Sunday, August 21, 2016



Database expected by 2017

Tuesday, August 16, 2016
Data Collection. Credit Information Corporation President Jaime Garchitorena says they hope to have the country’s credit database running and accessible by early next year. While some institutions are slow to comply, he assured they want to assist them in submitting the required data, not penalize them. (Sun.Star foto/Arni Aclao)
STATE-RUN Credit Information Corporation (CIC) targets to start the credit database running and accesible by early 2017 amid limited information obtained from some financial institutions, specifically cooperatives.
This came from CIC President Jaime Garchitorena, who was at the Marco Polo Plaza Hotel in Cebu City yesterday to meet with some cooperatives.
“By early next year, they should be able to use the data in the process of lending. The first quarter of 2017 is our best case, but we are still dependent on the inflow of data submitted by the financial institutions,” the official said.

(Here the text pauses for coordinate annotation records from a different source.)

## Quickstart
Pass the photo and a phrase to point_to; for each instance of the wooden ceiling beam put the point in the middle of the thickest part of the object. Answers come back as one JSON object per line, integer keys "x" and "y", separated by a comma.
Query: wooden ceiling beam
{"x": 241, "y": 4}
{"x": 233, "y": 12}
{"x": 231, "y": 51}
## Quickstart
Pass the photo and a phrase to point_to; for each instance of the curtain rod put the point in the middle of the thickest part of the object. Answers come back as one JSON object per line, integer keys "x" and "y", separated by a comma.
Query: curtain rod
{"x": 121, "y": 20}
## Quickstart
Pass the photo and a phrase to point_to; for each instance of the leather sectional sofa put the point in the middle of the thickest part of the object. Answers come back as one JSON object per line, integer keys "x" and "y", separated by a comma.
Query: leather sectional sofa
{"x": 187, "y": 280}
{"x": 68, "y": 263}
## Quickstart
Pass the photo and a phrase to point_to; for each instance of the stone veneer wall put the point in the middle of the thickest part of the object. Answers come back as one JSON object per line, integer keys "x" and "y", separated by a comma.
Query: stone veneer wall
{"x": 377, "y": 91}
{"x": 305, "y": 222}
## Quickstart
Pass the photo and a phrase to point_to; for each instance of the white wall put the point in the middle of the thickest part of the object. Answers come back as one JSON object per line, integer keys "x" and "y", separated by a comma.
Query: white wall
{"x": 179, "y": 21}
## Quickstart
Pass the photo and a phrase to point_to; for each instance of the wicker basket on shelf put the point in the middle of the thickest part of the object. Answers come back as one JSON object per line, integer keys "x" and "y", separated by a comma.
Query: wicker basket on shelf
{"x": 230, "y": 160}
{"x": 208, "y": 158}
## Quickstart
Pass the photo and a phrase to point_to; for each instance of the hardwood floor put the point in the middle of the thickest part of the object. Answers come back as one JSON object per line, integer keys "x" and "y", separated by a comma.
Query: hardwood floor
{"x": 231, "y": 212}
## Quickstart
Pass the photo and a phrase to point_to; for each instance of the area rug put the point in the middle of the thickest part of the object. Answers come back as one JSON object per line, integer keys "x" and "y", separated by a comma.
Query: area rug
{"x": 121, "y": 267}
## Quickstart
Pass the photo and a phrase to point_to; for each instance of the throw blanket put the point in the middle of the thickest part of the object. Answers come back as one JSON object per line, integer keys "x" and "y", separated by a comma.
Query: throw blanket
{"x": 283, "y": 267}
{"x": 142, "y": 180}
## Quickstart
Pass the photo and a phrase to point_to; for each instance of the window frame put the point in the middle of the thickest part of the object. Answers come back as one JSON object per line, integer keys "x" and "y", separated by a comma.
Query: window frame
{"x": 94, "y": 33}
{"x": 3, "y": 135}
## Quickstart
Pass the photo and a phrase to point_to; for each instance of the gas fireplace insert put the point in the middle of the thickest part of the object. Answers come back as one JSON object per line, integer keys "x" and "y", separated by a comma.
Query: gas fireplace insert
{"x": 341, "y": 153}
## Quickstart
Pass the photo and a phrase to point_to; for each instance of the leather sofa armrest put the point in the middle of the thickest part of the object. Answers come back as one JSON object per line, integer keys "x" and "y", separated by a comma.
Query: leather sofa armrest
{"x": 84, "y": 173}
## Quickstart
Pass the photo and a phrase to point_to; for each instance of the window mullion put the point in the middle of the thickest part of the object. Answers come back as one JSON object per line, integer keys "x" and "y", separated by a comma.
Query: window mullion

Presently, Garchitorena said some rural banks and a “very few” cooperatives have submitted their credit information to CIC, and he said the body is closely coordinating with the Bangko Sentral ng Pilipinas (BSP) and the Cooperative Development Authority (CDA).

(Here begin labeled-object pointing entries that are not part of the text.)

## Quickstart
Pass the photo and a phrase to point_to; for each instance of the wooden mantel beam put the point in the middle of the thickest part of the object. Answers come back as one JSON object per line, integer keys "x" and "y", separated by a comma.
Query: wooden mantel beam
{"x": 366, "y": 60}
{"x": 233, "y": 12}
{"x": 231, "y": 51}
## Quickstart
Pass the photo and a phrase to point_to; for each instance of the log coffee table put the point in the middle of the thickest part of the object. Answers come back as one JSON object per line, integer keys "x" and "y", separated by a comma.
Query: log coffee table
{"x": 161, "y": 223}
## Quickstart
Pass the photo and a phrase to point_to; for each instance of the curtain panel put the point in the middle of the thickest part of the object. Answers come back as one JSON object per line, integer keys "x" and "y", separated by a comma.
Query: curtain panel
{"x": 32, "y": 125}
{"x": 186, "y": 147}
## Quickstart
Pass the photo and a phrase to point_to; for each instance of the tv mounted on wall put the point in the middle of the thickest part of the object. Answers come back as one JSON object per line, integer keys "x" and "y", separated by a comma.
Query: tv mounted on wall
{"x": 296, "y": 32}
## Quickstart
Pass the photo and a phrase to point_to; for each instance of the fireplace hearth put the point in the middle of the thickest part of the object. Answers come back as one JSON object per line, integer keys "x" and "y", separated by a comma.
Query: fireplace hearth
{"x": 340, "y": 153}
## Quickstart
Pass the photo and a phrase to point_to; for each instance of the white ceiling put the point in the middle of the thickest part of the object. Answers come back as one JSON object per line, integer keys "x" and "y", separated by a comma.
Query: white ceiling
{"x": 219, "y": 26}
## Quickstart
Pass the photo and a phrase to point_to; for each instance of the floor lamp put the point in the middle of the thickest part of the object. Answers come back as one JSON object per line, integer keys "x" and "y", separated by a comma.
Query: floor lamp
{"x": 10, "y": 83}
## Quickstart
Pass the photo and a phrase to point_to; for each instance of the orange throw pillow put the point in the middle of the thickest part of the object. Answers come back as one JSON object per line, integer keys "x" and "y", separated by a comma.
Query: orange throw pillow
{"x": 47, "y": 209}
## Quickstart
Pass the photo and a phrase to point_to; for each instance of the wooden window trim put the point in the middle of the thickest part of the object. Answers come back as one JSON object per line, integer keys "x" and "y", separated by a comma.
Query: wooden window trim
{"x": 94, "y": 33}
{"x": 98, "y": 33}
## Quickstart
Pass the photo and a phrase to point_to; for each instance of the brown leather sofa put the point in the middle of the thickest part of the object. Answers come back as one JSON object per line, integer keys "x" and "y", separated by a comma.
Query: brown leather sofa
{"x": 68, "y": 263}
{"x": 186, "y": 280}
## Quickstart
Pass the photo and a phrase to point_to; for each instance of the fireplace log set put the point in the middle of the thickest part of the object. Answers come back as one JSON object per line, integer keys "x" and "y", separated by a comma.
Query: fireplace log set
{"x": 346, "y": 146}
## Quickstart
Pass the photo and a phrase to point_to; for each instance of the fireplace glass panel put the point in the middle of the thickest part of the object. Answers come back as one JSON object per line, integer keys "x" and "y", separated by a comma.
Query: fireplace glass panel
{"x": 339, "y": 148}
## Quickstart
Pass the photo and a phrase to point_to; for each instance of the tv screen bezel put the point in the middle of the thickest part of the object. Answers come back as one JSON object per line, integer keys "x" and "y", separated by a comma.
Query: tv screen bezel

“Rural banks still have issues (because) BSP and the banks are working out some mergers, acquisitions, and consolidation. Cooperatives are a bit of a different issue since they have a different regulator, the CDA,” he said, adding that they expect the CDA to issue a memorandum circular requiring all large and medium cooperatives to submit credit information to CIC.
Under Republic Act No. 9510 or the Credit Information System Act, banks, quasi-banks, their subsidiaries and affiliates, cooperatives, life insurance companies, credit card companies and other financial entities are required to submit basic credit data and updates on a regular basis to the CIC. The submission of basic credit data includes any negative and positive credit information that tends to update the credit status of borrowers.

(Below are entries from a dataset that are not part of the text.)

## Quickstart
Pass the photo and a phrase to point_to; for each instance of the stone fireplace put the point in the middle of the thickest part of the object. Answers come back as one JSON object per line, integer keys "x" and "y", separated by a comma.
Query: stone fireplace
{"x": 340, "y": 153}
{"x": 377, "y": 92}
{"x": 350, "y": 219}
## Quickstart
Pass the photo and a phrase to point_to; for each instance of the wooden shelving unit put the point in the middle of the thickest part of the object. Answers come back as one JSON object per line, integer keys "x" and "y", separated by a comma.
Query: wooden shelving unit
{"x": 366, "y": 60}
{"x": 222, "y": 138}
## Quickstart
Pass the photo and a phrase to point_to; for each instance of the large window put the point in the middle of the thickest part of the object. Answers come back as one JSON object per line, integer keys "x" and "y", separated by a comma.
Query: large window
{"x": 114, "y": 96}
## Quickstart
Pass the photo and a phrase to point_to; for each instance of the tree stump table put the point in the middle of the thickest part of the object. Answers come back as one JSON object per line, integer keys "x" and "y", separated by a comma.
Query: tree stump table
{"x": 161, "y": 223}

“But beyond the benefit to their borrowers, their participation in the CIC’s credit information campaign is expected to alleviate common industry ailments, including non-performing loans and fraud, among others,” Garchitorena said.
The official said that by October, medium-sized cooperatives must be able to submit, at least partially, documents to CIC, and December for large cooperatives.
“We are not expecting a deep dive compliance from them. (Cooperatives) can create an account with CIC, and we are not asking them to give the (credit) data yet,” Garchitorena clarified.
Garchitorena expects to have substantial data by yearend, as all banks will be compliant within the year. Garchitorena said close to 100 percent of universal, commercial, and thrift banks have already complied with the requirement.
The CIC is also coordinating with telecommunication companies for sharing of data for its system, as this is the basic credit footprint of most people, Garchitorena said. He emphasized that having a credit information system will also help people get better access to loans.
CIC is a tool that can be used to protect the borrower from prejudicial lending practices that comes from a lack of credible, accurate, positive, and negative historical data, said Garchitorena.
“The more people entering credit registry through submission of loan data or other relevant data sources, the greater the likelihood of being able to grant a loan,” said Dr. Mario Lamberte, the team component leader of the USAID COMPETE Project.
For lenders, having a credit database can reduce non-performing loans by up to 75 percent and increase lending amounts by up to 200 percent without significantly increasing the risk of default or over-indebtedness. The resulting increase in revenues from interest and the reduction in provisioning for bad accounts will give coops greater latitude in lending more to those deserving of it, added CIC.
Aside from the benefits to both lender and borrower, Garchitorena wants it known that information being propagated by some claiming that CIC is penalizing cooperatives P30,000 per day for non-compliance is not accurate.
“The law states that we can impose penalty, but we choose not to,” Garchitorena explained.
At this stage, he said CIC will assist the cooperatives’ pain points, especially in the areas of data submission, availability of technology, and data quality.
“The CIC is more concerned with willful non-compliance, as this essentially means that lenders are willing to hide data that is essential to the economic growth of their borrowers and the country as a whole,” he added.
The CIC has been coordinating with the Cooperative Development Authority (CDA) led by Chairman Orlando Ravanera and supportive federations to help manage misinformation.